Presiento, por todo lo que veo y constato, que estoy transitando mis últimas horas. Que se acerca inexorablemente mi fin. Le envío un mensaje rápido a mi esposa con mi celular a modo de despedida. Tiemblan mis manos cuando escribo palabras que hace mucho no decía: «te amo».

Ahora sí. Se acercan. Son tres chinos. Vienen por mí. Es el fin. Mi fin. De eso estoy seguro. El negro Guzmán, apodado el Colorado al nacer, morirá irónicamente en manos amarillas.

«¡Entre allí!, ¡entre allí!», me dicen con un amenazante español poco claro, señalando el gabinete que será mi segura y desafortunada morada final.

Me trato de consolar pensando que finalmente tendré compañía, y mi egoísta deseo es que ella sea Hernán.

Un oriental forcejea uno de ellos el picaporte y la puerta finalmente se abre. Entregado a mi destino entro. No opongo resistencia. Constato aliviado, y con manos sudadas vuelco en al acta, que lo que se veía desde afuera era una campera azul olvidada por un compañero en el respaldo de una silla, con sus mangas sobre el escritorio, que lo amarillo era un caramelo masticable, y que en el vidrio puedo leer, ahora al derecho, un desagradable texto que tiene mucho de macabro: «Boca campeón».
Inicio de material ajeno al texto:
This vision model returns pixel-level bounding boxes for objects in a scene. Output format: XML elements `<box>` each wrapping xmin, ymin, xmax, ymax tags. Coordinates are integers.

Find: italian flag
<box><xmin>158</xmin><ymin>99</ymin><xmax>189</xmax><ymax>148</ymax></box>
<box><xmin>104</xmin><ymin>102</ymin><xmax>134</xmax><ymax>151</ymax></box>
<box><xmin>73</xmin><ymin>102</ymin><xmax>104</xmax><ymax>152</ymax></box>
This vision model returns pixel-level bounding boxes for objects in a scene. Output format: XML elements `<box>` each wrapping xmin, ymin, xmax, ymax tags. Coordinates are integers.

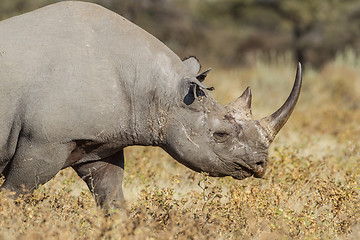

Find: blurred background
<box><xmin>0</xmin><ymin>0</ymin><xmax>360</xmax><ymax>68</ymax></box>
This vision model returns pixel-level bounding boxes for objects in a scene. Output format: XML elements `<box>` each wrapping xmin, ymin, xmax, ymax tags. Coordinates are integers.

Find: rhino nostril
<box><xmin>255</xmin><ymin>161</ymin><xmax>265</xmax><ymax>167</ymax></box>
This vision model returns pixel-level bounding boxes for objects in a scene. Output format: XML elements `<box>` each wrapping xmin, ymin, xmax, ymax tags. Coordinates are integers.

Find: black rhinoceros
<box><xmin>0</xmin><ymin>1</ymin><xmax>302</xmax><ymax>207</ymax></box>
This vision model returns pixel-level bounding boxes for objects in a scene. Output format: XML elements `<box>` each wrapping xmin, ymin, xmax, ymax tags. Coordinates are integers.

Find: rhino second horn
<box><xmin>260</xmin><ymin>63</ymin><xmax>302</xmax><ymax>142</ymax></box>
<box><xmin>226</xmin><ymin>87</ymin><xmax>252</xmax><ymax>120</ymax></box>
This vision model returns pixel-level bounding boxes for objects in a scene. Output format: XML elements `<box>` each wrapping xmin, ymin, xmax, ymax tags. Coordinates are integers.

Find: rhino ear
<box><xmin>196</xmin><ymin>68</ymin><xmax>211</xmax><ymax>82</ymax></box>
<box><xmin>183</xmin><ymin>56</ymin><xmax>201</xmax><ymax>76</ymax></box>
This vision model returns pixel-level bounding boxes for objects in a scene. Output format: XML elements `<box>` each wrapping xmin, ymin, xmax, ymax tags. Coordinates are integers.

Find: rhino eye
<box><xmin>213</xmin><ymin>131</ymin><xmax>230</xmax><ymax>142</ymax></box>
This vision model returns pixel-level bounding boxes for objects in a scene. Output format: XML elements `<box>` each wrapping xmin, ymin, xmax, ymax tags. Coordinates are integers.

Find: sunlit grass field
<box><xmin>0</xmin><ymin>51</ymin><xmax>360</xmax><ymax>239</ymax></box>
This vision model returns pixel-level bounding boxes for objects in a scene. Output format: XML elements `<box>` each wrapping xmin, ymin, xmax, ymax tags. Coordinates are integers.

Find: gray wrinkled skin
<box><xmin>0</xmin><ymin>2</ymin><xmax>301</xmax><ymax>207</ymax></box>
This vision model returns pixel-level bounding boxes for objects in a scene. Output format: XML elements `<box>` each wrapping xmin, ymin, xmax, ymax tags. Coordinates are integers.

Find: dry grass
<box><xmin>0</xmin><ymin>51</ymin><xmax>360</xmax><ymax>239</ymax></box>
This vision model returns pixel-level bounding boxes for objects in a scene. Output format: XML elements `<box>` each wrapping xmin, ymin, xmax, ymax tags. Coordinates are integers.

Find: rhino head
<box><xmin>163</xmin><ymin>58</ymin><xmax>302</xmax><ymax>180</ymax></box>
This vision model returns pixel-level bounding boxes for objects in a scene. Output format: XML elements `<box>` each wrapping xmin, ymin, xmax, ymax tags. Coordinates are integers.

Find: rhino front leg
<box><xmin>72</xmin><ymin>150</ymin><xmax>125</xmax><ymax>209</ymax></box>
<box><xmin>1</xmin><ymin>137</ymin><xmax>73</xmax><ymax>195</ymax></box>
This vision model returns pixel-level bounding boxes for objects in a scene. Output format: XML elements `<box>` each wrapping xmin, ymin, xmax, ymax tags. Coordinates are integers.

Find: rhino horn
<box><xmin>226</xmin><ymin>87</ymin><xmax>252</xmax><ymax>120</ymax></box>
<box><xmin>259</xmin><ymin>63</ymin><xmax>302</xmax><ymax>142</ymax></box>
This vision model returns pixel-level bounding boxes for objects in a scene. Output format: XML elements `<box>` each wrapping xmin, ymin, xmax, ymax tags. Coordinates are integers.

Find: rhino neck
<box><xmin>122</xmin><ymin>60</ymin><xmax>183</xmax><ymax>146</ymax></box>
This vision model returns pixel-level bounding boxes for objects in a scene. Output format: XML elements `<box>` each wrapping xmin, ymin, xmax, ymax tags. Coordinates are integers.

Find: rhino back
<box><xmin>0</xmin><ymin>2</ymin><xmax>186</xmax><ymax>144</ymax></box>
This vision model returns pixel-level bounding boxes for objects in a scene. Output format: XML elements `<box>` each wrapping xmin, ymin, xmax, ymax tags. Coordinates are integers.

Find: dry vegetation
<box><xmin>0</xmin><ymin>51</ymin><xmax>360</xmax><ymax>239</ymax></box>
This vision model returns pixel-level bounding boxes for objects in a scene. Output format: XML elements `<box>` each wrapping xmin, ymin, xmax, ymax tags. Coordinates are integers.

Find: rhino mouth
<box><xmin>232</xmin><ymin>161</ymin><xmax>265</xmax><ymax>180</ymax></box>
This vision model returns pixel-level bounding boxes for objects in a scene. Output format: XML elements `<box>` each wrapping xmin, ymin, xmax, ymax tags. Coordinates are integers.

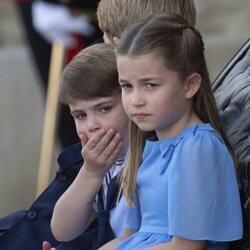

Cuando llega el verificador de la mercadería, me aclara que la carga se había iniciado con aleta de Raya, y que luego continuarían con la blanca carne del filete de Merluza.

Al fin de la jornada laboral, y habiendo cumplido mi tarea, regreso por fin a mi casa, recordando las sabias palabras del camionero. Sabiduría que seguramente le diera la larga ruta de la vida.

Al abrir la puerta, mi señora me recibe sonriente como hace mucho no lo hacía, y con un beso me dice que ella también me ama, y se retira veloz como quien esconde algo.

Veo al mayor de mis hijos limpiando contento su bicicleta. Hace mucho que no lo veía tan feliz. Me saluda con sus pulgares en alto.

Allí es cuando recibo un pelotazo del chiquito, celoso, en medio de mi estómago. Caigo en la silla y me recuesto sobre la mesa haciéndome el muerto, quizás imitando al compañero helado, frío, solitario, que creí ver esta tarde encerrado en aquel gabinete.

Con mi cara oculta entre mis brazos pienso y me pregunto si ese no sería el «yo» que hoy quiero abandonar.

Se acercan asustados mis hijos, y cuando se dan cuenta de que me río, ellos también ríen. Y así, riendo los tres, me pongo de pie, y sacando pecho, propio de los que están orgullosos, los alzo y los llevo feliz uno en cada brazo hacia la cocina, atraído por un rico olor que sale del horno e invade nuevamente el hogar. Olor a torta casera.